Globalisation and the relaxation of border controls have radically changed the way in which local and regional economies work. Cities, districts and regions in New Zealand are now competing against their peers in other parts of the world for the same capital and same skilled workers. To succeed, local authorities need to ensure that they not only offer a good life and effective infrastructure and services they must also promote these attributes internationally.
Councils already make a significant financial contribution to economic development activities within their districts. In the 2015/16 financial year this amounted to approximately $250 million in spending specifically earmarked to increasing economic growth.
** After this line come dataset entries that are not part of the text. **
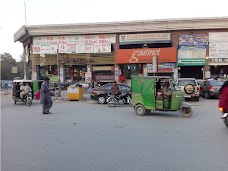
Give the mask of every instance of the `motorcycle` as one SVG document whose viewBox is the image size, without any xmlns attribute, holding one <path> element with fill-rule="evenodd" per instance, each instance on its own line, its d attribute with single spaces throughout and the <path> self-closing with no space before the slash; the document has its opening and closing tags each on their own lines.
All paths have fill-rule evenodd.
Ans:
<svg viewBox="0 0 228 171">
<path fill-rule="evenodd" d="M 130 106 L 132 106 L 131 96 L 127 92 L 125 92 L 123 95 L 120 95 L 120 96 L 108 94 L 107 103 L 109 107 L 114 107 L 116 105 L 123 105 L 123 104 L 129 104 Z"/>
<path fill-rule="evenodd" d="M 228 128 L 228 113 L 224 112 L 224 111 L 223 111 L 223 108 L 219 108 L 219 110 L 220 110 L 220 112 L 223 113 L 221 119 L 223 119 L 224 124 L 225 124 L 226 127 Z"/>
</svg>

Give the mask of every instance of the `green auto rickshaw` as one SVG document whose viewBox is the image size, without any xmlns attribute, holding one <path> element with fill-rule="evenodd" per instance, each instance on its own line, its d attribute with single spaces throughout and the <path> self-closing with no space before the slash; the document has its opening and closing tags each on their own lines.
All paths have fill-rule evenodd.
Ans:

Many of these programmes are undertaken in collaboration with central government agencies and local partners.
It is important, not only to communities but to New Zealand as a whole, that this investment is well targeted and results in positive economic outcomes.
Enhancing the quality of economic development investment
Councils need to find ways to make their centres into environments which offer opportunities in education, employment and business. They need to become places where skilled locals want to stay and set up business and where skilled migrants will want to settle.
LGNZ is reviewing the effectiveness of local government’s economic development spend in order to develop frameworks and models to improve accountability and performance across the sector. The resulting outcomes will be promoted by LGNZ and shared amongst member authorities.
In order to be a successful trading nation New Zealand must develop and strengthen ties with potential markets. Investment flows not to countries but to cities and places within countries that are attractive to entrepreneurs and investors. To be successful New Zealand cities must strengthen their links with cities elsewhere. LGNZ is leading work on growing international relationships to increase sub-national linkages with cities and regions elsewhere.
Current frameworks dis-incentivise councils from investing in activities to grow their economies as a result of the fact that taxation, in the form of GST or income taxes, created by new growth goes to central government. Councils receive no revenue boost. LGNZ is working to change this situation by advocating for a mechanism that will allow councils to capture “value uplift”, for example, through mechanisms such as special economic zones.
The visitor industry is now New Zealand’s largest export industry however the speed of its growth is putting many of New Zealand’s smaller communities under pressure. It is a problem created by the way in which councils are funded as new facilities will be paid for out of property taxes while visitor expenditure, in the form of increased GST and income tax, benefits central rather than local government.
Without more equitable forms of funding there is a risk that visitors will lack the appropriate range of local amenities they need to have a positive experience. This poses a reputational risk for New Zealand as well as a policy risk for tourism as a whole should communities object to paying for an industry which creates national rather than local benefits.
LGNZ is committed to working with the Government and industry organisations to identify additional funding or funding tools to ensure that the cost of providing services and amenities to visitors is not met solely by property taxes.
What LGNZ is looking for
- Stronger business cases for direct expenditure on economic development based on industry best practice.
- A tourism infrastructure funding model such as a national visitor levy and/or enabling council’s to retain a share of GST.
To ensure the benefits of our growing economy are evenly distributed across communities, local and central government need to work together and develop a shared national approach to this complex and developing issue.